Shige Song <sgsong@ucla.edu> asks:
> In page 231 of the book by Cleves et al. (2002) the formula for calculating
> AIC for parametric hazard model is given by:
> AIC = -2lnL + 2(k+c)
> where k is the number of model covariates and c is the number of
> model-specific distributional parameters. My questions is: how to count the
> number of k if I want to include the same set of covariates in more than one
> distributional parameters? For example, I am estimating a log-logistic
> hazard model; instead of intrducing covariates to the scale parameter only,
> I want to introduce the same set of covariates to both the scale parameter
> and the shape parameter. In this case, should I count the number of
> covariates (k) twice, when caluclating the AIC? Thanks a lot!
In short, you count them twice.
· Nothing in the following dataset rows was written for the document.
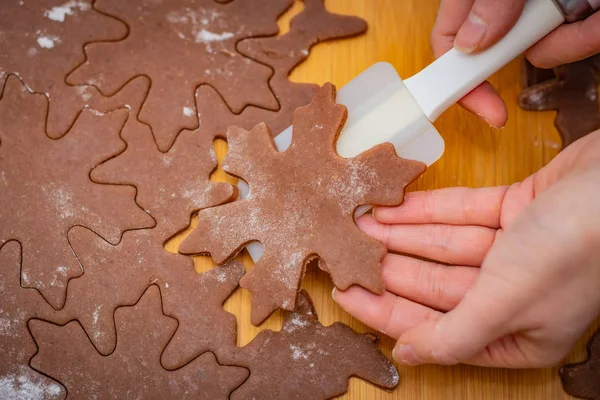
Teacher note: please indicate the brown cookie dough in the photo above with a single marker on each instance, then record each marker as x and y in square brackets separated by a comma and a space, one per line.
[172, 185]
[582, 380]
[133, 370]
[283, 53]
[306, 360]
[46, 188]
[301, 206]
[17, 306]
[118, 275]
[180, 45]
[42, 41]
[572, 90]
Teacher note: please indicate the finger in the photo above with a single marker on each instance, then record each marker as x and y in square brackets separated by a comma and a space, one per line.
[485, 102]
[463, 333]
[487, 23]
[458, 245]
[453, 206]
[437, 286]
[567, 44]
[451, 15]
[389, 314]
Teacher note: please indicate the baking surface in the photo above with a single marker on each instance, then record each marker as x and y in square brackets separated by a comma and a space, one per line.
[476, 156]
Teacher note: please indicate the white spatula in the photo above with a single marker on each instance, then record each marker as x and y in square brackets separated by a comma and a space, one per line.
[383, 108]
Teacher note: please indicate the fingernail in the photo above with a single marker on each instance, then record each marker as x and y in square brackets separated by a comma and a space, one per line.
[489, 122]
[470, 34]
[404, 354]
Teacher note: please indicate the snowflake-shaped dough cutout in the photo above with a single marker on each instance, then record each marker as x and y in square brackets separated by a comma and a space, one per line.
[301, 205]
[181, 45]
[46, 188]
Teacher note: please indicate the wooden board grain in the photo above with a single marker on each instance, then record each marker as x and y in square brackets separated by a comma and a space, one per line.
[476, 156]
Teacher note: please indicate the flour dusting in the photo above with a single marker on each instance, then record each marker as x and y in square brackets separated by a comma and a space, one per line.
[298, 353]
[207, 36]
[26, 384]
[63, 200]
[5, 326]
[47, 42]
[295, 323]
[59, 13]
[221, 275]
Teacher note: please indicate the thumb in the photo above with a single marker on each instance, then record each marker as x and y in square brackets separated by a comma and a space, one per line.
[488, 22]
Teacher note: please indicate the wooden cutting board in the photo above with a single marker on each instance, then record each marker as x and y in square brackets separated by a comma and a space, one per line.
[476, 156]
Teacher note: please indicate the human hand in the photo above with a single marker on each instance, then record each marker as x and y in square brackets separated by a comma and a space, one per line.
[515, 279]
[474, 25]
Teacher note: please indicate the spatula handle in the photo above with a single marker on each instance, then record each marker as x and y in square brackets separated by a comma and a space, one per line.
[452, 76]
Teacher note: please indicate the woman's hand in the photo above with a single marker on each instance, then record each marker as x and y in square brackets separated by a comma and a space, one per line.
[474, 25]
[505, 277]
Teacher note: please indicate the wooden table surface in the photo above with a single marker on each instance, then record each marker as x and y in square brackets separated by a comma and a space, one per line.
[476, 156]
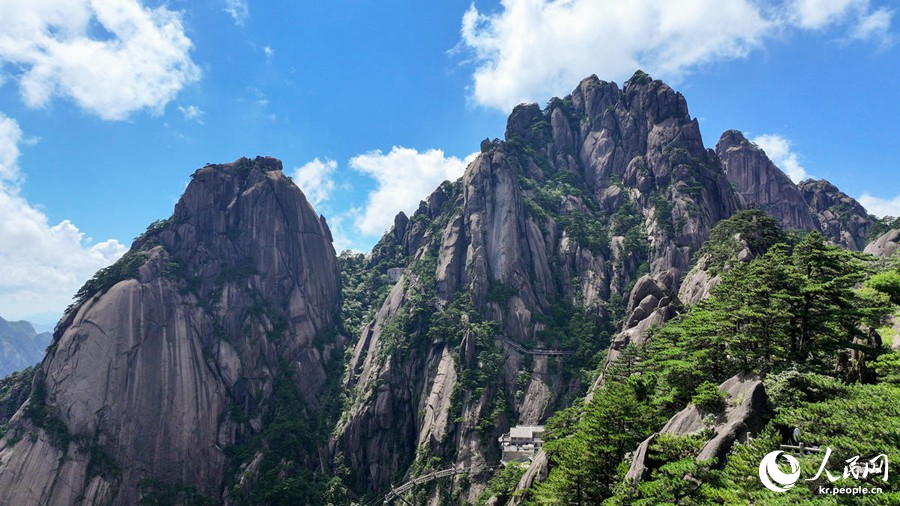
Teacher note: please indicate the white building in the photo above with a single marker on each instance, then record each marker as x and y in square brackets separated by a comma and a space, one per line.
[521, 443]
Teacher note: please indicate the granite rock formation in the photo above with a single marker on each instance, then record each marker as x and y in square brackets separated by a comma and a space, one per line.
[169, 355]
[578, 202]
[840, 218]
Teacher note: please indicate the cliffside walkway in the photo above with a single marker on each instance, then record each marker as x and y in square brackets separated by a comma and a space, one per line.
[396, 492]
[549, 352]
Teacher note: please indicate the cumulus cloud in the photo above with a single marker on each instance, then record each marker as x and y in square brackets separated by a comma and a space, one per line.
[238, 10]
[403, 178]
[41, 264]
[192, 113]
[315, 179]
[111, 57]
[864, 21]
[531, 50]
[778, 149]
[876, 25]
[881, 207]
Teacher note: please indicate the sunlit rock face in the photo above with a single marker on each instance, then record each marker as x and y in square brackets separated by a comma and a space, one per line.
[167, 355]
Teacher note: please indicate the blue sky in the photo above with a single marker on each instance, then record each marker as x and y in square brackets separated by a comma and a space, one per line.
[107, 106]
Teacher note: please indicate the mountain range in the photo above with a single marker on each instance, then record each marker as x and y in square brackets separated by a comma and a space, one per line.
[233, 357]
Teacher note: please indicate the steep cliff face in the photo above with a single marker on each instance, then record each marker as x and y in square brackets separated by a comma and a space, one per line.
[169, 356]
[537, 248]
[840, 218]
[761, 183]
[886, 245]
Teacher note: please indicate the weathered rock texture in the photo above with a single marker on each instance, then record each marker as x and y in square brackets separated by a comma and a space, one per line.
[761, 183]
[840, 218]
[152, 371]
[577, 203]
[885, 246]
[745, 415]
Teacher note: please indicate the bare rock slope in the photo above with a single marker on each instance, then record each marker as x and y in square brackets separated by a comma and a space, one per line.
[546, 233]
[168, 355]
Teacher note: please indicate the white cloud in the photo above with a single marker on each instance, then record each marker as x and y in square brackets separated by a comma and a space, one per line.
[238, 10]
[879, 206]
[41, 265]
[10, 137]
[344, 239]
[778, 149]
[192, 113]
[864, 22]
[876, 25]
[531, 50]
[111, 57]
[403, 178]
[315, 179]
[534, 49]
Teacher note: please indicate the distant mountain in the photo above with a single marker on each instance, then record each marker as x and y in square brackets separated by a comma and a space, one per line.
[230, 357]
[20, 346]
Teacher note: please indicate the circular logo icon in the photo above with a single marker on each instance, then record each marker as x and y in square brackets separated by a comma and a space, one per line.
[769, 472]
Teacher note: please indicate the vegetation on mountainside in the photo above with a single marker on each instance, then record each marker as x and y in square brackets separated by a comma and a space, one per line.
[753, 227]
[881, 226]
[801, 316]
[284, 454]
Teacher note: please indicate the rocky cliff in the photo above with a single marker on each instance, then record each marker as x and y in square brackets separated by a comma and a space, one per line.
[886, 245]
[761, 183]
[840, 217]
[170, 356]
[537, 248]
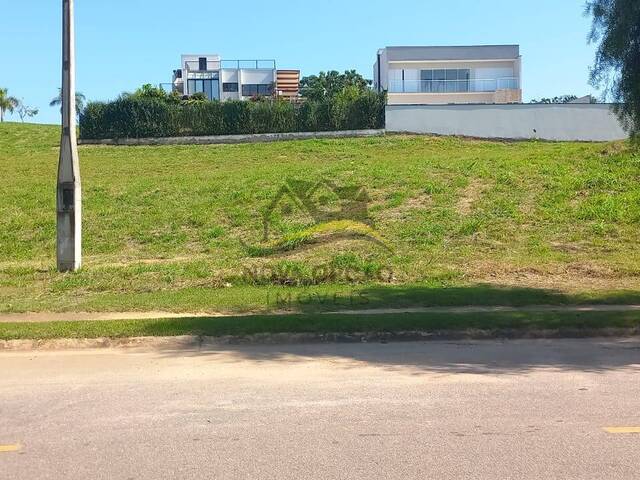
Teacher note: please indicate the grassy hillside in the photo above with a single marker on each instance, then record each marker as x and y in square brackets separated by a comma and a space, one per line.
[466, 221]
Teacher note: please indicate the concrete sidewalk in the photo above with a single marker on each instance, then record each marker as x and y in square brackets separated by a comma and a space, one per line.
[98, 316]
[543, 409]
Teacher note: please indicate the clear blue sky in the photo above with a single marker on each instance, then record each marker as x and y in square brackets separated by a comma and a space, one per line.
[122, 44]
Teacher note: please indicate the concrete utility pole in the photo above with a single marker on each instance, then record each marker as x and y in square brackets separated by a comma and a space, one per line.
[69, 195]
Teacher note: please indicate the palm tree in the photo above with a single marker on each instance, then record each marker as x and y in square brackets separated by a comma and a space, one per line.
[7, 103]
[80, 101]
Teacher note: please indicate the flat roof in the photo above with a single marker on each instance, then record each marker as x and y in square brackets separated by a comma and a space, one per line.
[466, 52]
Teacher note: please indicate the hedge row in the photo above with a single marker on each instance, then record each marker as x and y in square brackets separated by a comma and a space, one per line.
[138, 117]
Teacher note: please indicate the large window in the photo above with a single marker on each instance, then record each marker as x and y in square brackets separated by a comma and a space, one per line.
[444, 80]
[255, 89]
[207, 86]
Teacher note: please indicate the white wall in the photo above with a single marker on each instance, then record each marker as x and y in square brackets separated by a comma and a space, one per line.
[582, 122]
[260, 76]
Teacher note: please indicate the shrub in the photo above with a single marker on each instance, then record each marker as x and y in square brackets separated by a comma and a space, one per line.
[237, 117]
[151, 113]
[203, 118]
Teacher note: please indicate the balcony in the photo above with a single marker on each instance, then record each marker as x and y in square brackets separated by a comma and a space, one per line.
[454, 86]
[212, 65]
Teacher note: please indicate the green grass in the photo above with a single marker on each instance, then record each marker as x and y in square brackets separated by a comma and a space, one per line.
[467, 222]
[315, 323]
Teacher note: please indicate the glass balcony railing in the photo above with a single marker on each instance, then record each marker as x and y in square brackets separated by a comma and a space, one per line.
[196, 66]
[454, 86]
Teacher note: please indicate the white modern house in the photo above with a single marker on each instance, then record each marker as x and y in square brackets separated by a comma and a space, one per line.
[221, 79]
[431, 75]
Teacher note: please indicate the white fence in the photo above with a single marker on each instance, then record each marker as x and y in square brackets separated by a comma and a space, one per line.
[581, 122]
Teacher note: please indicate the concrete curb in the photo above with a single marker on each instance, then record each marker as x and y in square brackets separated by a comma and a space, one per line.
[233, 139]
[203, 342]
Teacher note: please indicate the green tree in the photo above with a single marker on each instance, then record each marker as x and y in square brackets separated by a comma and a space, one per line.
[327, 85]
[616, 31]
[80, 101]
[560, 99]
[7, 103]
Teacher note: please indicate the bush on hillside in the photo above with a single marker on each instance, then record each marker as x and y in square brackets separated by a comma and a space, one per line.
[150, 113]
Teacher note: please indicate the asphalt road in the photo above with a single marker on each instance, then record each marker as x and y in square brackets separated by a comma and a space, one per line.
[498, 410]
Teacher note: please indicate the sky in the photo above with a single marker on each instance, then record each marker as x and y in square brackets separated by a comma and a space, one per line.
[122, 44]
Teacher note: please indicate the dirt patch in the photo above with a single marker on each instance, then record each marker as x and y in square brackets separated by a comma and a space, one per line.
[413, 204]
[562, 277]
[470, 195]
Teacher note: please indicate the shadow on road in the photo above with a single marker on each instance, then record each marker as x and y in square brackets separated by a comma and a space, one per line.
[508, 357]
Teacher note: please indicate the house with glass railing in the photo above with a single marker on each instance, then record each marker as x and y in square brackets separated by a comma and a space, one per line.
[449, 74]
[221, 79]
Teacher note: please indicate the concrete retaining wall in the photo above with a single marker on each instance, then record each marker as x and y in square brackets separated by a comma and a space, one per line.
[226, 139]
[581, 122]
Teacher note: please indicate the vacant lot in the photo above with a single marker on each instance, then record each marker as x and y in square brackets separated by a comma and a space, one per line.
[467, 222]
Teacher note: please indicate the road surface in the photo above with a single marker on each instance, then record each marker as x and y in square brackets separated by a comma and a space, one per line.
[442, 410]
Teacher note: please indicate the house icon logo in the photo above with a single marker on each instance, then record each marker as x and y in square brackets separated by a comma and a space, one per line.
[330, 212]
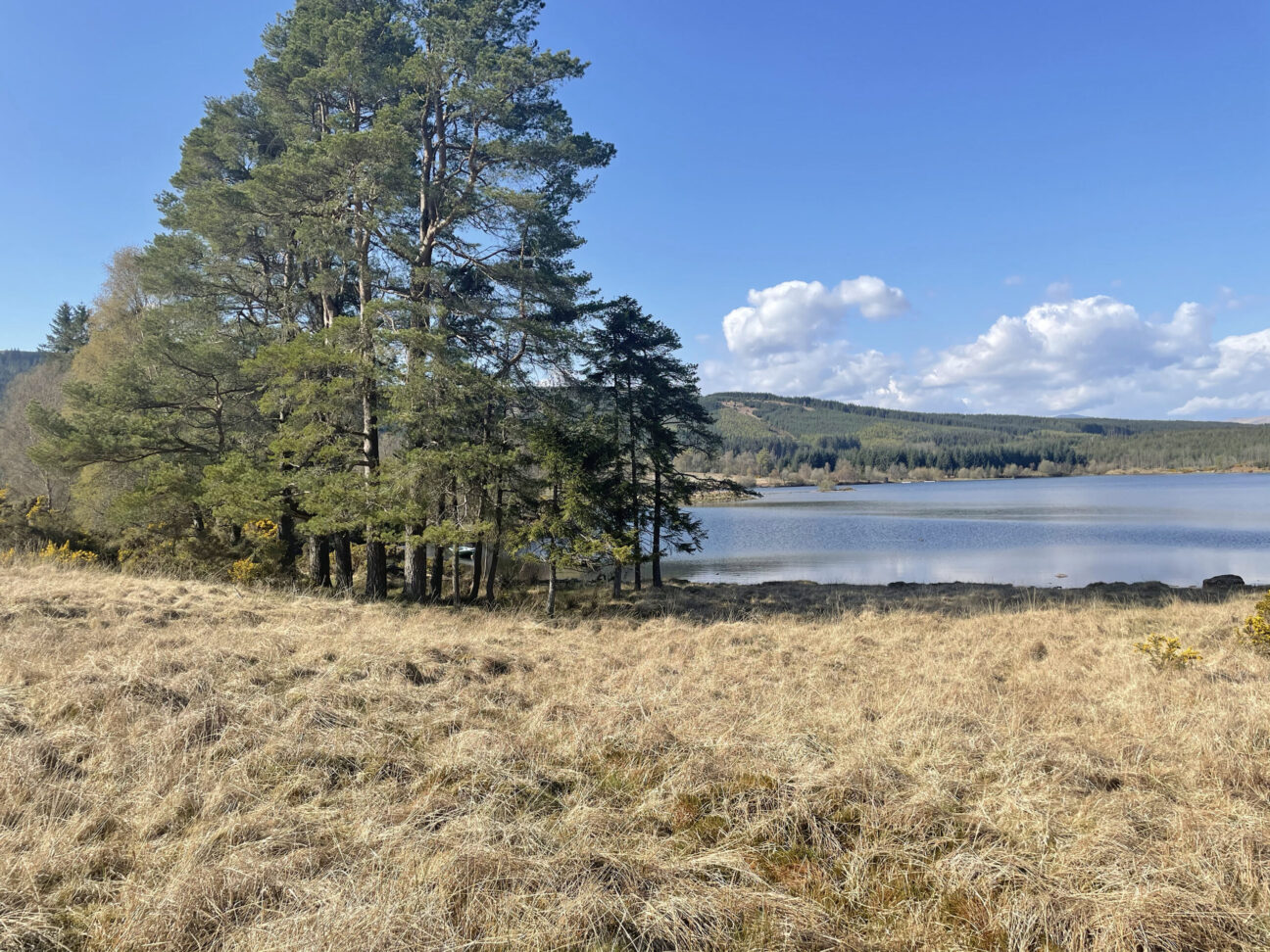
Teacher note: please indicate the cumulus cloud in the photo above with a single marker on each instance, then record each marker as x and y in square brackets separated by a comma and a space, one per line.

Think in terms of how many parameters you are
estimating, rather than how many distinct covariates you are using.
In a standard log-logistic model, you have one shape parameter, gamma, and so
you set c=1 when calculating AIC. If you choose to model gamma (or ln(gamma)
as is the case) on a set of covariates, c changes from 1 (for the constant
term that is always there) to 1 + how many covariates you are modelling
ln(gamma) on. So, it is really c that increases while k stays the same.
Note however that k is just the number of covariates in the main equation, and
not 1 + this number. This is merely by convention, and we chose not to count
the constant term in the main equation.